We see the entire body of the sleeping model—or is she comatose?—only at the very end. She’s lying on a bed in front of an open window and we realise that there are at least six flies, not one. Where before we admired the little questing insect, now we feel a faint revulsion, as if the supine body might be a corpse and the tiny adventurers, perhaps, morgue attendants.

‘Freedom’, a one-minute film, was first shot in 1970. MINORU NIIZUMA / YOKO ONO

Freedom is very brief—a spare minute in length—and all that we see is a woman wearing a shiny purple bra as she struggles, in vain, to rip it off.

AT BOTH EXHIBITION SPACES, and at 20 sites around Delhi, Ono has planted Wish Trees, one of her long-term projects. The trees are live plants, onto which participants are invited to attach white labels with hand written wishes as well as their name and the date.

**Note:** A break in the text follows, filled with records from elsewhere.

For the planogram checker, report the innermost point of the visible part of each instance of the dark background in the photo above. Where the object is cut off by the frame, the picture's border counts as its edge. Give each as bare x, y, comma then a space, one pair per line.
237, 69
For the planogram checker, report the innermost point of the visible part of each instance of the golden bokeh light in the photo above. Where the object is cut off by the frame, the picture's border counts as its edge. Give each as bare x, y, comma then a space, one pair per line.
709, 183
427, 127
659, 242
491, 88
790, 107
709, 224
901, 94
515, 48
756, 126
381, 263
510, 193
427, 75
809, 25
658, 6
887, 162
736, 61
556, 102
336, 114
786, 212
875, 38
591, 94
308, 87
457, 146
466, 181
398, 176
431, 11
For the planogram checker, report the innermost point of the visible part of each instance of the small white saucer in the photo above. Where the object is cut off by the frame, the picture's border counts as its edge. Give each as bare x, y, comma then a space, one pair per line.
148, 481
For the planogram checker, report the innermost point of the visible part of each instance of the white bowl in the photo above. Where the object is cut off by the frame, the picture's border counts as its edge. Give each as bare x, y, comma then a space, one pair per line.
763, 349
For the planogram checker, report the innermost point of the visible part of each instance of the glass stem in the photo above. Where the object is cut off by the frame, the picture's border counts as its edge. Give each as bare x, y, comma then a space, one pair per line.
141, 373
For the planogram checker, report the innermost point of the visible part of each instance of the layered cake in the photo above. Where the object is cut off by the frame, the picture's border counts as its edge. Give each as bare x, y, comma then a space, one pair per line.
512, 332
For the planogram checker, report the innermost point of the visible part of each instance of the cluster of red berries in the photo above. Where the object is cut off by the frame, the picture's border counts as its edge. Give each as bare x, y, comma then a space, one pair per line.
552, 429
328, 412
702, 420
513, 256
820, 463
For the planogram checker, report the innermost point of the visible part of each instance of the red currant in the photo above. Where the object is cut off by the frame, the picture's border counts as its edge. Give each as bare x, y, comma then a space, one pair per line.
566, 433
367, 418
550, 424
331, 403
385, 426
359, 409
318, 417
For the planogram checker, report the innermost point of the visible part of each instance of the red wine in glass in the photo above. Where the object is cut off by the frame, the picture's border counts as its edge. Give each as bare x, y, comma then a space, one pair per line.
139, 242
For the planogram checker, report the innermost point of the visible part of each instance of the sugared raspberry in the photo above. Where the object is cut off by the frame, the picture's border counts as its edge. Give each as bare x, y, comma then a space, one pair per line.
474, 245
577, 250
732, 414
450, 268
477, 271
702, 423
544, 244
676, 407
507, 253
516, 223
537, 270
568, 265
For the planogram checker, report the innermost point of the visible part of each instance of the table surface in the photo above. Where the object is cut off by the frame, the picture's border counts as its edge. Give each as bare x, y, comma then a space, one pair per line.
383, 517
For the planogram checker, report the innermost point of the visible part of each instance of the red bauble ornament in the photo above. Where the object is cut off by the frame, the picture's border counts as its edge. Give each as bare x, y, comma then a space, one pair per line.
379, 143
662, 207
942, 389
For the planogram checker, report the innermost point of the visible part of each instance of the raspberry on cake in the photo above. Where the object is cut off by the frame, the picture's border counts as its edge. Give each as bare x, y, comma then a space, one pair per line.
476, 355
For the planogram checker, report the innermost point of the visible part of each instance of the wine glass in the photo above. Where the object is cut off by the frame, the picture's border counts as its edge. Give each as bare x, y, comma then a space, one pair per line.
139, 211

Ono has set up Wish Trees around the world, and all of the wishes will eventually be collected and buried in the ground beneath the Imagine Peace Tower, a memorial to John Lennon, that beams  ‘a tower of light’ up and out of Iceland.

‘Wish Tree’, Ono’s long-term public art project. BRIANA BLASKO / YOKO ONO

The trees and other participatory pieces are Ono’s methods of insisting that her audience be engaged with the work. This is most obvious with the main installation, at Okhla, called Remember Us. Presented in a dimly-lit room, 15 troughs are arranged in two rows, with 15 headless female corpses of varying ages, shapes and sizes, including one swollen with pregnancy. The limbs and bodies are fashioned out of soft silicon and the audience is invited to stroke the bodies and to strew ash upon them from the three bowls provided in the room. At night, these bodies are covered with cheerful, embroidered shrouds created specifically for this show by Rajasthani craftswomen from the Urmul campus.

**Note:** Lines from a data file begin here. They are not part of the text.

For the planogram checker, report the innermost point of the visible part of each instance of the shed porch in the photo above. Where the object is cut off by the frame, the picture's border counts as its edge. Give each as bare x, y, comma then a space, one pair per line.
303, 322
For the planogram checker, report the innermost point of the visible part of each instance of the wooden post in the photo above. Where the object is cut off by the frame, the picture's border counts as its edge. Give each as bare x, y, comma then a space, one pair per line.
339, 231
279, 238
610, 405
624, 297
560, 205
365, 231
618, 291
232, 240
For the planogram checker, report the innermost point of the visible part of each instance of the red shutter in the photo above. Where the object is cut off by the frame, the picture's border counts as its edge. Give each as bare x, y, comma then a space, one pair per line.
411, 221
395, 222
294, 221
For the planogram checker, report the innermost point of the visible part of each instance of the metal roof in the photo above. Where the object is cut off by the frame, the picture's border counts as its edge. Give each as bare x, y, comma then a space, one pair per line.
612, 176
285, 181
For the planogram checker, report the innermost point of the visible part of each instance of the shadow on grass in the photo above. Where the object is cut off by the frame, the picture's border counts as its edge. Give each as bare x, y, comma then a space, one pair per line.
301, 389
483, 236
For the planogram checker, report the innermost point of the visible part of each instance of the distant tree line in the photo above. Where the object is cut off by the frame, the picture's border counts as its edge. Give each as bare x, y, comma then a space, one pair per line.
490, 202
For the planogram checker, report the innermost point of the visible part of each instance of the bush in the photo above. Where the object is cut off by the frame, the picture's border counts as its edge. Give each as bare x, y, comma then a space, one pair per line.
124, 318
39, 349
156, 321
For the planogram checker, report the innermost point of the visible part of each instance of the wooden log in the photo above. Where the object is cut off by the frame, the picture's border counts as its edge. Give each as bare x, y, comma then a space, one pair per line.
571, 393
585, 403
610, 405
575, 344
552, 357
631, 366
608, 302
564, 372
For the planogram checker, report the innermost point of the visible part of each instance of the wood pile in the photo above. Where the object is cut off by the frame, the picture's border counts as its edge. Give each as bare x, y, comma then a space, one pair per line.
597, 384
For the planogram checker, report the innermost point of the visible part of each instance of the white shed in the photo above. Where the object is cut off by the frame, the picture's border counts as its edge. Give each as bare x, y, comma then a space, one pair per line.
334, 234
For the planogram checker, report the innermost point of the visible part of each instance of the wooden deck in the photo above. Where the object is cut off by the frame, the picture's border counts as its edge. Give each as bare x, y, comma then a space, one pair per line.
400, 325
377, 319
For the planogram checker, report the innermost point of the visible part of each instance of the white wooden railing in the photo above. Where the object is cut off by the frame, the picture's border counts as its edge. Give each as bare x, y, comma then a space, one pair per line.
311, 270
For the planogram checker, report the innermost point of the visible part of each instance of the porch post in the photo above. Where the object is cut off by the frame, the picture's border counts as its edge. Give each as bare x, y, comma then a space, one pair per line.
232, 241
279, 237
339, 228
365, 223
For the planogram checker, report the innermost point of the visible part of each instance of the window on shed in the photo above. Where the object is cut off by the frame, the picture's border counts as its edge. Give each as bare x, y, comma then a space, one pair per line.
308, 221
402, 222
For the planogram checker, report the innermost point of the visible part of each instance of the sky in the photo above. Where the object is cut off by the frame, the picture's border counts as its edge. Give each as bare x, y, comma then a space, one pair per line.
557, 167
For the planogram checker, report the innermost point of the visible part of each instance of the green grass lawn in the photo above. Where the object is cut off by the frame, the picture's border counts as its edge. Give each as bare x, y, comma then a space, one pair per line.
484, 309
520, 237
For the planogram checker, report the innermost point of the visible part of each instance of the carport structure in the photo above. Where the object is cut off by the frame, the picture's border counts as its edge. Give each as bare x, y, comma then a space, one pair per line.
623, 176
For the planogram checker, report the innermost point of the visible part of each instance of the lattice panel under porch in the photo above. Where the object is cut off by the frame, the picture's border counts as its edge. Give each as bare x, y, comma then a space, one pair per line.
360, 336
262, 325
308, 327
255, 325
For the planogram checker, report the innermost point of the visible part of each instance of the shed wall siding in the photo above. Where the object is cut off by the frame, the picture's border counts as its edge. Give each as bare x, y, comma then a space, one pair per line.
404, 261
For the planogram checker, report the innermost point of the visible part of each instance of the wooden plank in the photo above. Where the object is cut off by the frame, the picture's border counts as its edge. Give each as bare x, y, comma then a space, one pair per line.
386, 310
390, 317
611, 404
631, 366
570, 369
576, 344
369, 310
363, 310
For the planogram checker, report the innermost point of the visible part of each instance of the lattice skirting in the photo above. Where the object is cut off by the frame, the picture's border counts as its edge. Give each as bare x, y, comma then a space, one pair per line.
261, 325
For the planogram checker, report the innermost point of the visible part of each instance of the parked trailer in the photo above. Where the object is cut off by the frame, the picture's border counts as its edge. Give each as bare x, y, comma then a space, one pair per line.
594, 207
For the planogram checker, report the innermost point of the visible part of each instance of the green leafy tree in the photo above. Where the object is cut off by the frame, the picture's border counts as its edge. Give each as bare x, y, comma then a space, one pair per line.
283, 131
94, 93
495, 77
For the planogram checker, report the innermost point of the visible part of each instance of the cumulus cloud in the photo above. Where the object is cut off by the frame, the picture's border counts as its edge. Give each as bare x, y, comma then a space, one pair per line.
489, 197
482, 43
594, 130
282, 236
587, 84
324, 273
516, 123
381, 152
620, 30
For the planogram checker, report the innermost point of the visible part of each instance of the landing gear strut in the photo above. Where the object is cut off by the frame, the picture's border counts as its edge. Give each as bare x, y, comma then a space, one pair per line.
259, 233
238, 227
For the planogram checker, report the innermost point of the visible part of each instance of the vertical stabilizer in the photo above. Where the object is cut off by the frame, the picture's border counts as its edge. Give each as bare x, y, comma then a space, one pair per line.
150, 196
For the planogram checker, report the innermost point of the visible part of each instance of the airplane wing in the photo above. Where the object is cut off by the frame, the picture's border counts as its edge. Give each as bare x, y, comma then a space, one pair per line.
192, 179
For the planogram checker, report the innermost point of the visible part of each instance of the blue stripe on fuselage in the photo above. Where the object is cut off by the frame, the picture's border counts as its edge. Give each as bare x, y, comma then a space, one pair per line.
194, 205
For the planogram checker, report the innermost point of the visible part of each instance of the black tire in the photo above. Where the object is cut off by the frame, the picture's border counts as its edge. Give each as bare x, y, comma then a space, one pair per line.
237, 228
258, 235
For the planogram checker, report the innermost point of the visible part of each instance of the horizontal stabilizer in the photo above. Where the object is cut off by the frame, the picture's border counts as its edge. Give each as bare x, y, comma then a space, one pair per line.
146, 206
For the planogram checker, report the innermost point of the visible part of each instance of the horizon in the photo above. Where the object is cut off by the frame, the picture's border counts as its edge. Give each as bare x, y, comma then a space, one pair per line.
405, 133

Yoko Ono creates ‘Remember us’ at Vadehra Art Gallery. BRIANA BLASKO / YOKO ONO

On the second floor of the same gallery are other participatory pieces: ‘Smiling Face Film’, in which visitors add their smiles to a continuous record of happy faces by stepping into a video booth. ‘Mend Piece’ involves gluing together shards of pottery scattered on a table. ‘My Mommy is Beautiful’ provides a number of wall spaces on which visitors are invited to write tributes to their mothers.

The exhibit, because of the sheer number of pieces it contains, requires of the viewer a length of time and concentration that is exhausting. As a visitor, I found that I could expend a small part of my attention each time I came, and I will admit that I still have a distance to go. At Ono’s press conference at the Imperial Hotel, one of the remarks she made stood out from the rest. Looking intensely at the audience of journalists and photographers in front of her, she said something to the effect of: “I know it may not seem possible, but I know all of you really, really well. I can see all of your childhoods and understand all of your thoughts ...” There was no follow up to this astonishing statement and no one asked her to explain the remark.

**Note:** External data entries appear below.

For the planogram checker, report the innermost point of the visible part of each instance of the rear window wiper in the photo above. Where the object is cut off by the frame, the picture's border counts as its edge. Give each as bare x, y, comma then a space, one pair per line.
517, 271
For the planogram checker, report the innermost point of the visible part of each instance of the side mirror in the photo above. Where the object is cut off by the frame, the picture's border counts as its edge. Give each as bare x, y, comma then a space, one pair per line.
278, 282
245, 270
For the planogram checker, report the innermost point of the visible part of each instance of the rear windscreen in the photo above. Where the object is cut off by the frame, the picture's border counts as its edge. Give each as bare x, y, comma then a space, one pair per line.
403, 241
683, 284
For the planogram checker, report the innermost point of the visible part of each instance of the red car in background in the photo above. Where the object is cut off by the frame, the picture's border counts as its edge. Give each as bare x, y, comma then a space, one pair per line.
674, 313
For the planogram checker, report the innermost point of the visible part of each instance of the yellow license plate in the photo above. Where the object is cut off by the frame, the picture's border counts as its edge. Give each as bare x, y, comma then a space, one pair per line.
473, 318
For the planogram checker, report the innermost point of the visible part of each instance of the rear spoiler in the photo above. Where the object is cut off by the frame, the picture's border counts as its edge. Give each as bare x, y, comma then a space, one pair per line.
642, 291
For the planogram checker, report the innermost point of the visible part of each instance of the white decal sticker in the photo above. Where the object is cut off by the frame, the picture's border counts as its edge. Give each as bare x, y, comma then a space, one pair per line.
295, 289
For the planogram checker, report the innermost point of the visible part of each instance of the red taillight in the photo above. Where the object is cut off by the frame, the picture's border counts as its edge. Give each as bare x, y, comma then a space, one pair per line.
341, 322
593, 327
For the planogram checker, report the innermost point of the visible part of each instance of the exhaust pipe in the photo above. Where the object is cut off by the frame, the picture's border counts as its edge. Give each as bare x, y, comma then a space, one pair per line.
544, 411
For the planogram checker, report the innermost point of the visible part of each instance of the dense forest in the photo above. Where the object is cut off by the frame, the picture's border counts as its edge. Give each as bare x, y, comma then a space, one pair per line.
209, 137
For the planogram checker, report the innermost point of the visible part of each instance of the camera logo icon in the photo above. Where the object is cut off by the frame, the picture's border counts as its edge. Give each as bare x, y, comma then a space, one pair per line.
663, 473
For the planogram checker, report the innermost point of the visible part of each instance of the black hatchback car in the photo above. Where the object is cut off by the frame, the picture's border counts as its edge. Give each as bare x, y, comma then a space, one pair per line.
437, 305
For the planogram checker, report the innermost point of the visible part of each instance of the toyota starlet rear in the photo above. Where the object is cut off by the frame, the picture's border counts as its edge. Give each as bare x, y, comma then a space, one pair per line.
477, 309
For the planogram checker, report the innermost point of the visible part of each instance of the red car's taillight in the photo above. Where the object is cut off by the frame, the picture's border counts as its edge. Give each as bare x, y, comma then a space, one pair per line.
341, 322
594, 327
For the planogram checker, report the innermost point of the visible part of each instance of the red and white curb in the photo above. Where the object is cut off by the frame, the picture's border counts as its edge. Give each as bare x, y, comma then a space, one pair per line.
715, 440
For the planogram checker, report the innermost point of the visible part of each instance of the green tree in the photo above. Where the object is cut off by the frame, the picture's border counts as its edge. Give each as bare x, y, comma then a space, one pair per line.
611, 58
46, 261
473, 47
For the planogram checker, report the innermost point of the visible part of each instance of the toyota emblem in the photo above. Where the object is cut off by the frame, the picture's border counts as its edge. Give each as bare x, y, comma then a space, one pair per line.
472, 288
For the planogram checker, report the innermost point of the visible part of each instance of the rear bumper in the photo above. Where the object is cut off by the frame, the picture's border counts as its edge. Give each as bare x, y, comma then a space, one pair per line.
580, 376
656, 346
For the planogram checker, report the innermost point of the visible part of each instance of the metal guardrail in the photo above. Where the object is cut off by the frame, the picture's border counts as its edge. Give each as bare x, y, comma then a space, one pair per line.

Yet days later, with each successive visit to the galleries, I feel I am slowly gaining an insight into what she may have meant. She may come across as an almost childlike ingénue, and yet, for all that, I am starting to see her now as a complex, enormously compassionate and intensely focused person, who has spent the greater part of her life using the minds of her audience as her canvas.

Let me say that again: Yoko Ono is an artist for whom we, the viewers and visitors and participants, are the canvas. What we get out of the work has more to do with what we bring to the gallery than about what we see there. Our responses are the end product, yet they can only be experienced in the solitude of our own minds. Her work lifts a curtain on the infinity of our own hearts. If we’re lucky, we’ll learn to see the stars within ourselves.